Santa Clara County leads job losses as unemployment rate rises
Silicon Valley’s unemployment rate edged up in June, signaling that the region still has some way to go before returning to pre-pandemic levels.
Regional unemployment rate fell from 4.6% to 5.1% between mid-May and mid-June, according to published study this month through Silicon Valley Joint Venture, a non-profit organization that analyzes the economy and quality of life in South Bay. The analysis examined data from a July 16 report from the California Department of Employment Development.
The increase is “significantly driven” by job losses in Santa Clara County, according to Rachel Massaro, research director at Joint Venture Silicon Valley. Between May and June, the county lost 1,400 jobs and gained 4,400 unemployed people. Neighboring counties of San Mateo and San Francisco gained more than 4,000 and 5,000 jobs, respectively.
“This is the first month since the pandemic that we are seeing this contrast,” Massaro told the San José Spotlight, adding that the state’s data is limited, so it is not immediately clear what caused the losses. jobs in the county. “It’s hard to determine why, but I hope we can see it more clearly in the months to come. “
Silicon Valley, defined in the analysis as the combination of Santa Clara and San Mateo counties, is slowly recovering from record 11.6% job losses in April 2020 at the start of the pandemic.
As of mid-June, about 73,100 Silicon Valley workers were still unemployed. That’s almost double the number of unemployed reported in March 2020 – 42,900 – according to the analysis.
The region’s recovery is advancing at a faster pace than the state and the country, which have unemployment rates of 8% and 6.1%, respectively. But it will be time before Silicon Valley returns to the pre-pandemic 2.1% unemployment rate of February 2020, Massaro said.
Across the Bay Area, which also includes San Francisco and San Benito counties, education has seen the most job losses compared to other industries. In total, the region lost 3,200 public school jobs and 1,400 university or college jobs, according to the analysis.
“The loss of unemployment in education at the end of a school year is not surprising,” Massaro said. “But it’s a significant amount.”
California also saw a similar increase in its unemployment rate, according to the analysis. The state saw a drop of more than 42,000 jobs and an increase of nearly 100,000 unemployed between May and June, resulting in an unemployment rate of 8%.

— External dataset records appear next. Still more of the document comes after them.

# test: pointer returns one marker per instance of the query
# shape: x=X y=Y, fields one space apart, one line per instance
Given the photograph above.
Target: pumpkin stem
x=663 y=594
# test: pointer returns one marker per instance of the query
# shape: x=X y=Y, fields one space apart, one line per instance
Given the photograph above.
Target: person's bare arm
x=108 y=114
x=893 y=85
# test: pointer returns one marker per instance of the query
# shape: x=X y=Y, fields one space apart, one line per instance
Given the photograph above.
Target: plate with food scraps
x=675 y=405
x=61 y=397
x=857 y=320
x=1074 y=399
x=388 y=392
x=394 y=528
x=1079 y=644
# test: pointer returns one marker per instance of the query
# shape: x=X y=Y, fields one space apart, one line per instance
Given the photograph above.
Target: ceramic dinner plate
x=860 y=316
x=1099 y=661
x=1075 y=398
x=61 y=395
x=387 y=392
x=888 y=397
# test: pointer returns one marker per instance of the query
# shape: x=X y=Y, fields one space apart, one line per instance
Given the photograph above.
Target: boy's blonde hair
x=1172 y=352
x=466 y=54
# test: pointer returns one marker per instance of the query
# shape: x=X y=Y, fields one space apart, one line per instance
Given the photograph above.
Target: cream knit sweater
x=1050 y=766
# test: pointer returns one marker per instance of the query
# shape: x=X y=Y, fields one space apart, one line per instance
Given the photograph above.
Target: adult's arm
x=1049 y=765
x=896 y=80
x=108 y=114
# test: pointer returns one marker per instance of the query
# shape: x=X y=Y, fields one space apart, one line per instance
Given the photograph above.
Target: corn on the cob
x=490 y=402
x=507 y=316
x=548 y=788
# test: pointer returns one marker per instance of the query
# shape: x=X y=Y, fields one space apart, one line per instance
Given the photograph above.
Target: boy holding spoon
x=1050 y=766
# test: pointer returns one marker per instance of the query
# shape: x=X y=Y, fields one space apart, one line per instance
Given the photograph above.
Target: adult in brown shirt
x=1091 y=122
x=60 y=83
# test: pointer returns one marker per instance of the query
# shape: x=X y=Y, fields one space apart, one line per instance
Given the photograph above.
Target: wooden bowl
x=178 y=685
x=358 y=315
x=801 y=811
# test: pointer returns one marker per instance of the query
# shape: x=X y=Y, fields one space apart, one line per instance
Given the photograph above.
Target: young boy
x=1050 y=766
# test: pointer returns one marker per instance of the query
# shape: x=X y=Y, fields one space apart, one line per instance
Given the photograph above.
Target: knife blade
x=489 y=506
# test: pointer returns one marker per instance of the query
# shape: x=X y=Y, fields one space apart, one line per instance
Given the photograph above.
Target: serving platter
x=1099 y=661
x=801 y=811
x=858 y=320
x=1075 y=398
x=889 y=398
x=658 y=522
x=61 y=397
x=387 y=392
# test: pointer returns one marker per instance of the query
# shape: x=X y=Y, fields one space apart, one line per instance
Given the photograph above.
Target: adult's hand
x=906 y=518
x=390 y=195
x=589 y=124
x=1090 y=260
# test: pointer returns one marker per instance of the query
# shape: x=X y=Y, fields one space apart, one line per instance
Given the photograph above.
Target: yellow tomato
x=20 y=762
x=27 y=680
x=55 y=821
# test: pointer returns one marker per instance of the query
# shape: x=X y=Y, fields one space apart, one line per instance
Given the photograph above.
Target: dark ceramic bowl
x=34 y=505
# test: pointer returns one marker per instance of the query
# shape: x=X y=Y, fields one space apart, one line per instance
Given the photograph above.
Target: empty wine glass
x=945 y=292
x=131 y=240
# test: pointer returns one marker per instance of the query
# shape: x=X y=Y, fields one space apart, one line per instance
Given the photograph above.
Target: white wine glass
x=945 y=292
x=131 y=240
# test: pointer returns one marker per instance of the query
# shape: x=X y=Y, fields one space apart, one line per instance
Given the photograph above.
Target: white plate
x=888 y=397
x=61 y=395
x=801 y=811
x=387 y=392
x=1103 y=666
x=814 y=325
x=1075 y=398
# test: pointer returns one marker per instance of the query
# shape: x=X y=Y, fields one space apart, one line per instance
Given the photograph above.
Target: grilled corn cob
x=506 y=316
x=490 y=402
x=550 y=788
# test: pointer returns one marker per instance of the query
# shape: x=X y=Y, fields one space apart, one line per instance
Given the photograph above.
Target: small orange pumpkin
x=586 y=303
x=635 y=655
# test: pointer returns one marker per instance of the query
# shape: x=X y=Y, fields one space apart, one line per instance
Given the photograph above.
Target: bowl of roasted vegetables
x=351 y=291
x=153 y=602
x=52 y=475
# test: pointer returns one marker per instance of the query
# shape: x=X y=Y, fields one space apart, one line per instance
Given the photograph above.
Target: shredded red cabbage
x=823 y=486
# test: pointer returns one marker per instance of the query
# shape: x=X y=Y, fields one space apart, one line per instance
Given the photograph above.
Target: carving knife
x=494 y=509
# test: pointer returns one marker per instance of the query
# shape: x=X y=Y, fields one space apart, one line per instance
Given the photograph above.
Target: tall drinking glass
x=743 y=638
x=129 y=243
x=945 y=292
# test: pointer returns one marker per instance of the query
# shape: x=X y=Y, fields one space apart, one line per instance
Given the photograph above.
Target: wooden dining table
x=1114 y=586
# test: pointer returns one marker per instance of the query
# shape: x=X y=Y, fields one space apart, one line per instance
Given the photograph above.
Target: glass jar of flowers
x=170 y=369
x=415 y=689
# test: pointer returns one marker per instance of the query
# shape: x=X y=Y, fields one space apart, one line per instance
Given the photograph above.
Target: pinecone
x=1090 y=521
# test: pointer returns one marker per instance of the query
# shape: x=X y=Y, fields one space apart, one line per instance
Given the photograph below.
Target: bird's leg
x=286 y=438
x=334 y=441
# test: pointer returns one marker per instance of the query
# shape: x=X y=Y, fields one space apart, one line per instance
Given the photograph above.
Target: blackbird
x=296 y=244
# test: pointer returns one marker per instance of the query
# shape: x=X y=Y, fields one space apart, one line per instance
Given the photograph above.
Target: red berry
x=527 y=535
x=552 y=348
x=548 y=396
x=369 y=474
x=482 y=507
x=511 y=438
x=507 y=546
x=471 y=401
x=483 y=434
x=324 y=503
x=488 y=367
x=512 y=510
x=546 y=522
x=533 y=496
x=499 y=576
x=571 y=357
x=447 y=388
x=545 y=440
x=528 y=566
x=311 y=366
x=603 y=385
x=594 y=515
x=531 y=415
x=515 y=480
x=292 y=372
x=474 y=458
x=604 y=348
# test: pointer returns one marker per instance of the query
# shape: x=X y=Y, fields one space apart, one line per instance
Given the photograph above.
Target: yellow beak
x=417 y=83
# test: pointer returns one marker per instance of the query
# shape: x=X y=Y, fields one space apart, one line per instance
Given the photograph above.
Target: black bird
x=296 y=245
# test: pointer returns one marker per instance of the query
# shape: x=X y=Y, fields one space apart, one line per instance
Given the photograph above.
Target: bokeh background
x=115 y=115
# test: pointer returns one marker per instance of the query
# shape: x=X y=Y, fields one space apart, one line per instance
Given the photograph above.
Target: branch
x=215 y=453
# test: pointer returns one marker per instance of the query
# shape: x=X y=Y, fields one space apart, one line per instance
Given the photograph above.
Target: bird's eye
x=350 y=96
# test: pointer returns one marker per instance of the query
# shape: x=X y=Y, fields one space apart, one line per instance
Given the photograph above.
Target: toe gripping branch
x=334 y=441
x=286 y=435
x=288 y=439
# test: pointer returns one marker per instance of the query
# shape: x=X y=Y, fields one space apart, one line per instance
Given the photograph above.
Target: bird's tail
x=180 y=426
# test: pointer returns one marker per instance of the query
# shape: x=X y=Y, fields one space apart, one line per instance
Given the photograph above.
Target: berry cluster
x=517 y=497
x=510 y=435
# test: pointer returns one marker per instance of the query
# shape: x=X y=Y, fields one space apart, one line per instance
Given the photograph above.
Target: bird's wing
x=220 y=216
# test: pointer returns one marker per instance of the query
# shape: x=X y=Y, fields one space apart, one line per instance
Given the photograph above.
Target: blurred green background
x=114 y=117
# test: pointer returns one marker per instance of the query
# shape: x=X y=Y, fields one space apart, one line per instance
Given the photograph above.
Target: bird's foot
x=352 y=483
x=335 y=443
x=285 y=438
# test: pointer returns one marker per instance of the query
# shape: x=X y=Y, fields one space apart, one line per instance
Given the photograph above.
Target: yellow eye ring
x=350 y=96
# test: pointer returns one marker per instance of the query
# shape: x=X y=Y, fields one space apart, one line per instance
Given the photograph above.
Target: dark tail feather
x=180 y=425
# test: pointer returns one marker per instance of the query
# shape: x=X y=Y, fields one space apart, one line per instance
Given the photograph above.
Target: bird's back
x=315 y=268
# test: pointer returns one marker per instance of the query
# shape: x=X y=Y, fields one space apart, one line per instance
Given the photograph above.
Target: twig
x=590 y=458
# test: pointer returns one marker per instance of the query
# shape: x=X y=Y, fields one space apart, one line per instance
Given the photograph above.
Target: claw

Silicon Valley businesses in the entertainment and hospitality industry, such as hotels, restaurants, movie theaters, and spectacle sports, posted gains. These types of businesses added nearly 8,000 jobs between May and June, a 25% increase from last year, according to the analysis.
Yet this is 30% lower than the industry’s employment rate before the pandemic.
Scott Knies, Executive Director of the San José Downtown Association, said the unemployment rate reflects what he sees in the city.
“The loan (Paycheck Protection Program) was essential in helping businesses retain their employees, but not all,” Knies said. “I hope that with the return of tourism and events, we will see (the workers) come back as well.”
Hotels and food services also saw a 9% month-over-month increase in employment, but this is still 46% lower than it was in February 2020.
Owners of downtown restaurants recently told the San José Spotlight they were struggling to find new workers amid COVID-19 fears – a phenomenon which is prevalent throughout the country.
Massaro said she couldn’t tell if this was the case in Silicon Valley.
“Either way, we still have a long way to go,” she said.